🤖 AI Summary
Existing RLHF algorithms suffer from training instability, low efficiency, and poor compatibility with Mixture-of-Experts (MoE) architectures when employing token-level importance ratios. To address these issues, this paper proposes Sequence-level Importance Sampling (SIS): it defines importance weights via the full-sequence likelihood ratio, integrates sequence-level reward modeling, and employs an adaptive clipping strategy to enable end-to-end sequence-level policy optimization. By operating at the sequence level, SIS avoids cumulative token-level bias, significantly enhancing training stability—particularly for MoE-based large language models—while simplifying RL system design and reducing engineering complexity. Experiments on the Qwen3 series demonstrate that SIS improves training efficiency by 23% over GRPO, increases average win rate by 4.8%, and exhibits superior generalization across multi-task alignment and long-text generation benchmarks.
📝 Abstract
This paper introduces Group Sequence Policy Optimization (GSPO), our stable, efficient, and performant reinforcement learning algorithm for training large language models.

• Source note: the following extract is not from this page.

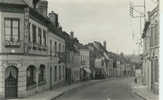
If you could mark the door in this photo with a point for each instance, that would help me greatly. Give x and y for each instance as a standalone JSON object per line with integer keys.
{"x": 11, "y": 78}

Unlike previous algorithms that adopt token-level importance ratios, GSPO defines the importance ratio based on sequence likelihood and performs sequence-level clipping, rewarding, and optimization. We demonstrate that GSPO achieves superior training efficiency and performance compared to the GRPO algorithm, notably stabilizes Mixture-of-Experts (MoE) RL training, and has the potential for simplifying the design of RL infrastructure. These merits of GSPO have contributed to the remarkable improvements in the latest Qwen3 models.